The brine is a salt-water bath with the intention of coercing the very low-fat meat to absorb flavoring that will hopefully stay in the turkey while you cook it. 3 days Is good for a bird that’s 20+ pounds. Adjust accordingly for smaller birds. This brine is really a 25 pound bird brine and the only variable here is water and ice to make sure the bird Is submerged completely. I use a 10 gallon water igloo for this: https://amzn.to/31gZoQ4 

Ingredients:

  • 2 gallons water 
  • 2 cups Morton kosher salt 
  • 1 cup white sugar 
  • 2 Tbs Morton Tender Quick 
  • 2 Tbs onion powder 
  • 1 Tbs garlic powder 
  • 1 Tbs paprika 
  • 1 Tbs white pepper 
  • 1 Tbs powdered ginger 
  • 1 Tsp mustard powder 
  • 1 Tsp powdered sage 
  • 1 Tsp nutmeg
  • 1 rosemary bunch
  • 1 sage bunch
  • 1 thyme bunch
  • 6 apples
  • 6 oranges
  • Apple Cider
  • Ice
  • 2 cups Bourbon

All of the ingredients except the ice are put into a pot and as soon as brought to a boil, cut power and let the brine get back to rook temperature..basically you can make the brine as early as you want but you don’t put the turkey in a hot brine..it needs to be back to room temp or you’ll melt all of the ice. The boiling of the brine dissolves all of the dry ingredients like sugar and salt. Put the turkey in the cooler with the full brine and chop off your fruits then add ice and water until the bird is submerged After 3 days, pull the bird out a few hours before you plan on cooking it. You can let it get up to a warmer temperate as the bird will be at or just below freezing temperature. 

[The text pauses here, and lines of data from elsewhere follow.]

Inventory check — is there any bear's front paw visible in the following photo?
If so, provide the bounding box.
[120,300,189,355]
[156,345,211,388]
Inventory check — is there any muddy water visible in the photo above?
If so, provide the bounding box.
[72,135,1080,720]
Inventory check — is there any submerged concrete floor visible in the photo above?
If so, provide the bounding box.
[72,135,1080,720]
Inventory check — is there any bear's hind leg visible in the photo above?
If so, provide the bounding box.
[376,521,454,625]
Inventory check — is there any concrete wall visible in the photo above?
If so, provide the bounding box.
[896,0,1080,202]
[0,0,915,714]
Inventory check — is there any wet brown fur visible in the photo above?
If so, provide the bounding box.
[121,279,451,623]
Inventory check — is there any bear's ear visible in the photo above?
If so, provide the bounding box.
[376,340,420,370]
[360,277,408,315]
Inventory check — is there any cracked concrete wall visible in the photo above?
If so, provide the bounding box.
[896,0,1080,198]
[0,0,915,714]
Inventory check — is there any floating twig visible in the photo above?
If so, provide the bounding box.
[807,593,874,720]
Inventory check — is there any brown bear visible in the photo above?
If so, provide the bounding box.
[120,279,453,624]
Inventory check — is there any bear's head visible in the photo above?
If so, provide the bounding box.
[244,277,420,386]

Put the turkey onto the rack, use twine to tie the legs together and you will cut up fresh apples to stuff the bird with apples. These won’t absorb any of the juices but will help insulate heat and add a tiny bit of flavor. You can skip it if you’re being cheap.

Now rub down the bird with any vegetable oil with at least a 400 degree smoke ceiling. I use regular Crisco vegetable oil and I rub it in to every visible area of the bird with my hands. Then you apply this rub to every square inch of the bird:

  • 1/4 cup vegetable oil 
  • 2 Tbs onion powder 
  • 1 Tbs paprika 
  • 2 Tsp garlic powder 
  • 2 Tsp kosher salt 
  • 2 Tsp white pepper 
  • 1 Tsp powdered ginger 
  • 1/2 Ts ppowdered sage
  • 1 tablespoon dried crushed rosemary
  • 1 tablespoon dried crushed thyme
  • 1 tablespoon dried crushed oregano
  • 1 tablespoon dried crushed basil
  • 1 tablespoon of sugar

For the first X hours (x being the pounds of bird), you can set it and forget it around 200-250F. If you’re on a time crunch, 300F is fine and will save you about 25% of the time. So my latest 27 pound bird we just did I did 18 hours at 300F with the bird completely covered on all sides with 2 layers of aluminum foil and sitting in a bath of chicken broth and 2 sticks of butter. 

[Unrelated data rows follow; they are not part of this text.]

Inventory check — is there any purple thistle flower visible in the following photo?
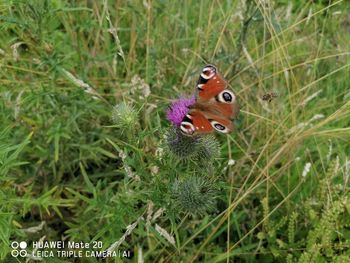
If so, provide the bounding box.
[166,96,196,126]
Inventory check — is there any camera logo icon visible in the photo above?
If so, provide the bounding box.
[11,241,28,258]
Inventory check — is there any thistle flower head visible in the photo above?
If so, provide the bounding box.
[166,96,196,127]
[171,177,217,215]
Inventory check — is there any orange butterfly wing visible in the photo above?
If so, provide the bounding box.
[180,65,239,135]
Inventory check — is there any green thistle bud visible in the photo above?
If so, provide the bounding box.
[171,177,217,215]
[112,102,138,128]
[166,128,220,163]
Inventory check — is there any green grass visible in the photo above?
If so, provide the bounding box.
[0,0,350,262]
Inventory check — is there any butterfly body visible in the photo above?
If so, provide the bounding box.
[180,65,239,135]
[262,92,277,102]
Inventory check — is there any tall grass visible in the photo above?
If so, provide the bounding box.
[0,0,350,262]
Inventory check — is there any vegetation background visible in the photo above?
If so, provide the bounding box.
[0,0,350,262]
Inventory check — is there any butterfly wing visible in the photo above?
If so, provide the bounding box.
[180,65,239,135]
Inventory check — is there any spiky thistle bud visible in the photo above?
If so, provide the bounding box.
[171,177,217,216]
[112,102,138,128]
[166,128,220,164]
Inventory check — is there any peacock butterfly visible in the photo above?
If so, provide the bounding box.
[180,64,239,135]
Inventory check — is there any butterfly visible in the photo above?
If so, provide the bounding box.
[180,64,239,135]
[262,92,277,102]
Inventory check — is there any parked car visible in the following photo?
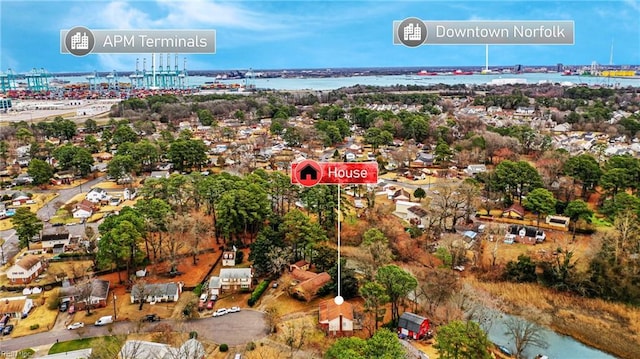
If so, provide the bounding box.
[67,322,84,330]
[60,300,69,312]
[213,308,229,317]
[142,314,160,322]
[95,315,113,327]
[2,324,13,335]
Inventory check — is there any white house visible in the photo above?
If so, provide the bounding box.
[131,282,182,304]
[40,227,71,253]
[86,187,109,203]
[464,165,487,176]
[393,201,416,219]
[344,152,356,162]
[222,251,236,267]
[406,205,428,228]
[72,203,93,219]
[318,299,353,336]
[220,268,253,291]
[149,171,169,179]
[7,255,44,284]
[0,296,33,318]
[209,277,222,295]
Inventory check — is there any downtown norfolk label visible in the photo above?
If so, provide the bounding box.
[60,26,216,56]
[393,18,575,47]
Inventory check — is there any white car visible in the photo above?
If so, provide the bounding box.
[213,308,229,317]
[67,322,84,330]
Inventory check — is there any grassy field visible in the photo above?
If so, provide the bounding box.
[11,299,58,338]
[0,193,58,231]
[49,336,118,355]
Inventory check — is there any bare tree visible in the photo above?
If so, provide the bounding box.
[165,215,193,273]
[284,322,310,358]
[189,212,211,266]
[505,317,548,359]
[416,268,460,316]
[267,247,291,275]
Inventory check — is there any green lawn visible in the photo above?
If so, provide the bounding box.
[591,215,613,227]
[49,336,117,354]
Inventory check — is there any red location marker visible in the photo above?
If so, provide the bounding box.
[291,160,322,187]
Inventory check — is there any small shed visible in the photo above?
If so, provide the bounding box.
[398,312,431,340]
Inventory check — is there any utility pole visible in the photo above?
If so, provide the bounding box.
[113,293,118,322]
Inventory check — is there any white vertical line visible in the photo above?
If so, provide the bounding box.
[338,184,342,297]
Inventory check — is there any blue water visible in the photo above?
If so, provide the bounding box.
[488,311,616,359]
[60,73,640,91]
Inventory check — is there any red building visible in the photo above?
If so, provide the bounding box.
[398,312,431,340]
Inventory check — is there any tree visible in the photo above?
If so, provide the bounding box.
[433,320,492,359]
[197,109,214,126]
[416,268,460,317]
[84,118,98,133]
[505,317,547,359]
[27,158,53,185]
[284,323,310,358]
[494,160,542,204]
[167,138,207,171]
[564,199,593,241]
[362,228,393,279]
[324,337,367,359]
[11,207,43,249]
[135,198,172,260]
[364,127,393,150]
[413,187,427,202]
[365,328,406,359]
[360,282,389,332]
[433,142,453,165]
[564,154,602,197]
[324,328,406,359]
[503,254,538,283]
[111,124,139,148]
[376,264,418,323]
[53,144,93,176]
[107,154,135,181]
[525,188,556,227]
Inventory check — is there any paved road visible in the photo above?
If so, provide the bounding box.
[0,309,269,352]
[0,176,105,262]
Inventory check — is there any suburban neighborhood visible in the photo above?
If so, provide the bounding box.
[0,84,640,359]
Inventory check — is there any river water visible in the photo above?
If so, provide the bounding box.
[480,311,617,359]
[59,73,640,91]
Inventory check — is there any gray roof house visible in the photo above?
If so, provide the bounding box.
[220,268,253,291]
[131,282,182,304]
[209,277,222,295]
[60,279,111,310]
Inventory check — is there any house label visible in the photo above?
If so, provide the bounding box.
[291,160,378,187]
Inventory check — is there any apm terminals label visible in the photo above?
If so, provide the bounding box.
[60,26,216,56]
[393,18,575,47]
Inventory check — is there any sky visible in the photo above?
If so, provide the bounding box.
[0,0,640,73]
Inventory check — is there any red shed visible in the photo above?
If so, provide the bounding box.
[398,312,431,340]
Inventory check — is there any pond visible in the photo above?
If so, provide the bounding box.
[476,309,616,359]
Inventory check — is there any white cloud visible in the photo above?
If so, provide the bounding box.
[624,0,640,12]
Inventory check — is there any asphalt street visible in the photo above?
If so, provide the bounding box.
[0,309,269,352]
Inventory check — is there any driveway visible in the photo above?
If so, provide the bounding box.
[0,309,269,352]
[0,176,106,262]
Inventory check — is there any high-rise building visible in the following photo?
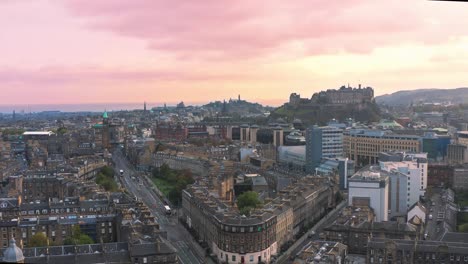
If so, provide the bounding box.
[102,111,110,148]
[379,152,428,210]
[306,126,343,173]
[240,124,250,142]
[348,168,389,222]
[273,126,284,147]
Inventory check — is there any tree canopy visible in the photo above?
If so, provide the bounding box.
[63,225,94,245]
[237,191,262,215]
[29,232,47,247]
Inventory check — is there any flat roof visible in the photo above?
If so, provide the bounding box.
[23,131,54,136]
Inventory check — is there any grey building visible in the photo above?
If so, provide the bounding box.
[306,125,343,173]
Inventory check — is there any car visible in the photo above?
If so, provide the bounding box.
[307,230,315,238]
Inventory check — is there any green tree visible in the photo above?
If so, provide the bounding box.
[29,232,47,247]
[101,166,114,177]
[237,191,262,215]
[57,127,68,135]
[63,225,94,245]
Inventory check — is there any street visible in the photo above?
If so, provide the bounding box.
[280,202,347,263]
[112,149,204,264]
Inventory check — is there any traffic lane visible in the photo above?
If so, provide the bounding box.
[290,208,340,263]
[112,151,203,264]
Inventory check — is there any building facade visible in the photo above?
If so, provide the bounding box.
[348,169,390,222]
[306,126,343,173]
[343,129,421,167]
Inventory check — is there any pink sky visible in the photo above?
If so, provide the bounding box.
[0,0,468,105]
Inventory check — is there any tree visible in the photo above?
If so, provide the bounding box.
[101,166,114,177]
[237,191,262,215]
[63,225,94,245]
[29,232,47,247]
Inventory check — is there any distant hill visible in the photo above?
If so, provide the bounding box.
[270,102,380,126]
[375,87,468,106]
[203,100,274,115]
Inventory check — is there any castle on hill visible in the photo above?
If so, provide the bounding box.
[289,84,374,107]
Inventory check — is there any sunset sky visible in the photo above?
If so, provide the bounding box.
[0,0,468,105]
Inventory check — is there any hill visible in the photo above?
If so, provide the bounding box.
[375,87,468,106]
[270,102,380,126]
[203,100,273,116]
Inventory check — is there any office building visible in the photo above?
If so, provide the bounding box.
[316,158,355,190]
[348,168,389,222]
[306,126,343,174]
[343,129,421,167]
[379,152,428,213]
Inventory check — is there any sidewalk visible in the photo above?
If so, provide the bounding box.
[276,200,348,264]
[143,175,216,264]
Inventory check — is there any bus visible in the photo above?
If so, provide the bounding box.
[164,205,171,215]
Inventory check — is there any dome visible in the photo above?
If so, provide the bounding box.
[293,118,302,124]
[276,117,286,123]
[2,238,24,263]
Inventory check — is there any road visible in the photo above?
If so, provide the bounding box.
[424,189,456,241]
[280,201,346,263]
[112,150,205,264]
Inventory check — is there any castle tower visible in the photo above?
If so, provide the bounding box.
[240,124,250,142]
[102,111,110,148]
[273,126,283,147]
[250,125,259,144]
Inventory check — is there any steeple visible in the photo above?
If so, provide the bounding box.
[1,237,24,263]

4 hours before you serve, crank temp p to 350-400…again depending on how many pounds you have to serve. Then last 90 minutes comes the hard part. You need to add more broth / butter to the area underneath the bird and uncover it. Then get a baster and your meat thermometer ready. Baste every 10 minutes which requires opening up the oven, pulling out the bird so you can get to all sides of it and basting everything gently so you don’t disturb the rub that has really not cooked onto the skin yet and will still be slightly loose. Keep basting and every 30 minutes do 2-4 probes with the thermometer to see if your’e close to 165. You’ll keep doing this until you hit 165 so if it takes 1 hour great, if it takes 2.5 that’s just what it is. That’s all based on the size of the turkey. Basting keeps the moisture in the meat and keeps the skin from tearing. If it’s a larger bird, you may want to keep the legs wrapped in foil as they have a tendency to dry out and be fully cooked well before the rest of the turkey is done. 

Then once you get 165F on at least 4 spots in the bird, you can remove it from the oven and re-cover it and let it sit for 30 minutes before you serve

So my Thanksgiving turkey is always fresh never frozen and picked up the day it’s butchered then brined for 3 days, cooked for 24-27 hours (we usually have a 25 pound bird) and then served at 1PM on thanksgiving day. I used to baste the turkey all night but I’ve found I can really baste it the last 2-4 hours and get equally as good of results.